Galanis directed Morton to hire Hirst in August 2014 and Morton authorized Hirst to purchase $27 million of tribal bonds on behalf of nine of Hughes' clients. Morton, again at Galanis' direction, used $16.2 million of an AAM client's funds to buy more tribal bonds in April 2015.

The bond proceeds were supposed to primarily be invested in an annuity to benefit WLCC and generate enough income to pay interest and ultimately repay the principal to the bondholders. The proceeds also were supposed to be managed by an independent investment manager that the SEC calls "Investment Management Company A." But the company was a fake entity created at Jason Galanis' request. Galanis paid an associate $150,000 to sign the annuity contracts as the alleged control person of the company, the SEC said.

Instead of using the proceeds for the annuity as promised, Jason Galanis "gained undisclosed control over the bond proceeds" and, at times with the other named individuals, used them to pay for: luxury goods from stores like Valentine, Prada, and Gucci; criminal defense costs for himself and his father related to a previous case; an increase in the net capital of two broker-dealers with which Archer and Cooney had interests; and the financing of the initial public offering of a technology company in which Jason Galanis, Hirst, Cooney, Dunkerley, and Archer held shares.

Archer, Cooney, and Dunkerley allegedly took part in the scheme as high ranking officials or owners in various firms and companies that were employed during the course of the plan allegedly masterminded by Jason Galanis.

The two advisory firms led by Morton received a combined $655,000 as a result of the alleged scheme, the SEC said, with Hughes receiving $350,000 on Sept. 8, 2014 and AAM receiving a $305,000 payment on April 23, 2015. John Galanis received $2.35 million even though the WLCC was never informed he would receive any fees in connection with the bonds.
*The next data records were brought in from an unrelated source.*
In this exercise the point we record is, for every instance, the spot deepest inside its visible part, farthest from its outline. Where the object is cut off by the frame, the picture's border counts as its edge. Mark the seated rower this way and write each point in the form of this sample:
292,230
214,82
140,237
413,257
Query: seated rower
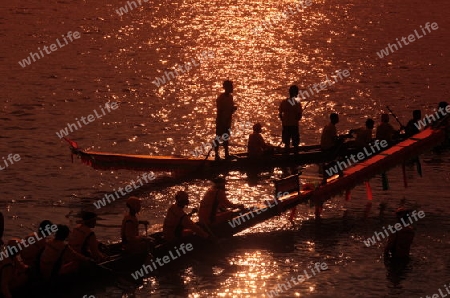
385,131
177,223
363,134
214,205
132,242
32,253
329,139
13,273
412,127
83,239
58,257
256,147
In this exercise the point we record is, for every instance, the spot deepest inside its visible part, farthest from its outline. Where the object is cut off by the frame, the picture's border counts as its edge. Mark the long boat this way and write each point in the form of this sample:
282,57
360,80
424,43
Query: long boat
182,164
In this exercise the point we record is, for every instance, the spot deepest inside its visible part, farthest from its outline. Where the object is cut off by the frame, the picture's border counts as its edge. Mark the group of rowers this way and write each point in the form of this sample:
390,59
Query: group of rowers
69,251
290,113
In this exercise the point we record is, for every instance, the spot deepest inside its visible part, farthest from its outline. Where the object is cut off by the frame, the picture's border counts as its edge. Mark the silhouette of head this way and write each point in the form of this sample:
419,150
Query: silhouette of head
370,123
385,118
228,86
293,91
334,118
62,233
Jason Galanis arranged for a transfer of $3 million to lenders and others for the mortgage on, and maintenance of, his estate. He also arranged to have $497,210 spent on criminal defense attorneys and wired $214,000 to his mother, wife, and father-in-law.

Additionally, Archer received $700,513 between November 2014 and April 2015, Cooney received $4.37 million between August 2014 and April 2015, Dunkerley was transferred $20,485 in September 2014, and Hirst received $1.3 million in August 2014, the SEC found.

Both Jason and John Galanis have a history of SEC enforcement actions, with Jason settling with the commission in 2007 over charges of accounting fraud and financial reporting violations. Also pending is a September 2015 lawsuit from the SEC and indictment by a federal grand jury based on allegations that he orchestrated fraudulent and unregistered public distribution of millions of dollars of shares of a public company. Hirst and John Galanis, who have been the subject of numerous criminal proceedings and enforcement actions dating back to the 1960s, were also involved in the 2015 enforcement action, the SEC said.

The SEC is asking the court to permanently restrain and enjoin Jason Galanis, Archer, Cooney, Dunkerley, John Galanis, and Hirst from violating federal securities laws. It is also asking that Morton and her associates be enjoined from violating fraud prohibitions outlined under Section 10(b) of the Securities and Exchange Act of 1934.

Additionally, the commission is asking that Jason Galanis, Dunkerley, and Archer be permanently barred from acting as an officer or director of a public company under the Securities Act of 1933 and that Morton receive the same bar under the Exchange Act.